The longevity of chitosan-coated PLGA NPs in lung was investigated by infrared fluorescence imaging in mice. Generally, Cy5.5 NHS has been intensively used for imaging, but in the present study was ruled out because of its poor loading efficiency into PLGA NPs when organic solvents, such as methylene chloride, were used for the preparation of the nanoparticles. Instead, a fluorescent dye, coumarin 6, was used to visualize nanoparticles deposition in lungs because considerable amounts could be incorporated into PLGA NPs. Actually, coumarin 6-loaded PLGA NPs were well visualized in lungs, and our imaging results showed that chitosan PLGA NPs remained in place much longer than non-coated PLGA NPs.
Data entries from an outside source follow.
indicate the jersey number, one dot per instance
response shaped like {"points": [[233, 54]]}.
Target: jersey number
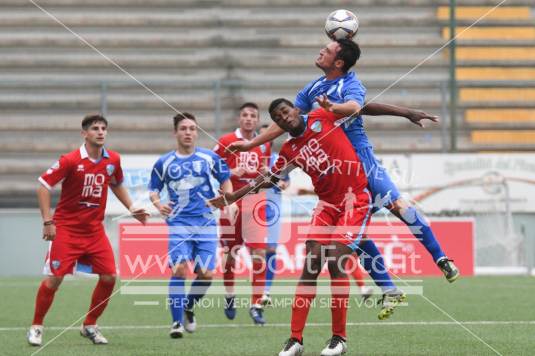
{"points": [[93, 184]]}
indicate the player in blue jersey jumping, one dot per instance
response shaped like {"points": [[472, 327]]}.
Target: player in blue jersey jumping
{"points": [[192, 176], [342, 87]]}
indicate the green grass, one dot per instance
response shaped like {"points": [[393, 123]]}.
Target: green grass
{"points": [[467, 300]]}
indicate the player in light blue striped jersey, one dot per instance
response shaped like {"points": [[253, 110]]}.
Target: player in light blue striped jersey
{"points": [[191, 175]]}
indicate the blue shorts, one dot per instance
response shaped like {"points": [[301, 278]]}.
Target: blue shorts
{"points": [[193, 239], [273, 217], [384, 191]]}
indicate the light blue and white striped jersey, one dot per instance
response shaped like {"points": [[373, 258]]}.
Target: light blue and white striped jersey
{"points": [[190, 181], [339, 90]]}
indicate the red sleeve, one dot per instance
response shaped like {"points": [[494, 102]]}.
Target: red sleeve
{"points": [[219, 149], [56, 173], [118, 176]]}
The use of palmitic acid-modified Ex4 also provides advantages to the chitosan Pal-Ex4 PLGA NPs. In general, fatty acid-modified peptides bind tightly to serum albumin molecules due to a strong attraction between their fatty acid components and albumin at several docking sites.31,32 Fatty-acid modified peptides have longer circulatory life times than their unmodified counterparts. This conjugation technology has been used to extend the therapeutic efficacies of many peptides, such as Levemir® and Victoza® (Novo Nordisk, Bagsværd, Denmark), which are myristic acid- and palmitic acid-modified insulin and glucagon-like peptide-1 analogs, respectively, that have been approved as extended anti-diabetic treatments by the FDA.7,31 In this regard, Pal-Ex4 was incorporated into chitosan-coated PLGA NPs to extend hypoglycemia after release from nanoparticles. In the present study, Pal-Ex4 PLGA NPs showed a significantly more protracted hypoglycemic effect than Ex4 PLGA NPs (∼2 days versus ∼0.5 days).
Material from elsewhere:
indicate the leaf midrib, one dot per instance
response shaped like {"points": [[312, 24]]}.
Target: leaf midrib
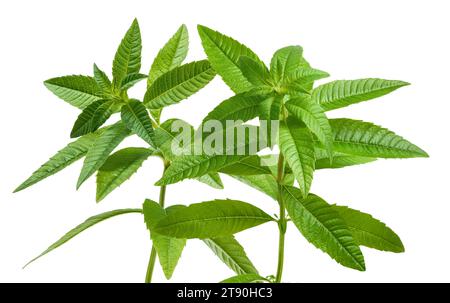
{"points": [[257, 218], [373, 235]]}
Although PLGA and glycol chitosan are considered to be relatively safe, the long-term deposition of glycol chitosan PLGA could induce inflammation or acute toxicity. In fact, some nanoparticles made of or coated with chitosan have exhibited acute moderate cytotoxicity in vitro at concentrations of ∼0.01 mg/mL26,27 and mild proinflammatory responses in rat and mouse lungs.25,33 Likewise, our chitosan-coated PLGA NPs were found to be slightly cytotoxic to A549 lung cells in vitro. However, in vitro cell toxicity can also cause overestimations because conditions remain static for long times.24 Therefore, careful systemic toxicity testing of chitosan-coated PLGA NPs administered by inhalation is required in the near future.

Conclusion

Inhalable palmitic acid-modified Ex4 loaded chitosan-coated PLGA nanoparticles were examined with the objective of developing an anti-diabetic inhalatory treatment. This chitosan Pal-Ex4 PLGA NPs system displayed good aerosolization characteristics and protracted hypoglycemic effects in a diabetic rodent model after pulmonary administration. As illustrated in Figure 8, we believe this improvement was caused by the enhancements of (1) the mucoadhesion effect of the chitosan surface coat, (2) the sustained-release effects of PLGA and palmitic acid, and (3) the circulatory longevity of released Pal-Ex4 due to albumin binding. We believe that this inhalation system has considerable pharmaceutical potential in treatment for type 2 diabetes.

Figure 8

An illustration of the rationale underlying the design of the chitosan-coated PLGA NPs containing Pal-Ex4.

Abbreviations: HSA, human serum albumin; Pal-Ex4, palmitic acid-modified exendin-4; PLGA NPs, poly(lactic-co-glycolic acid) nanoparticles.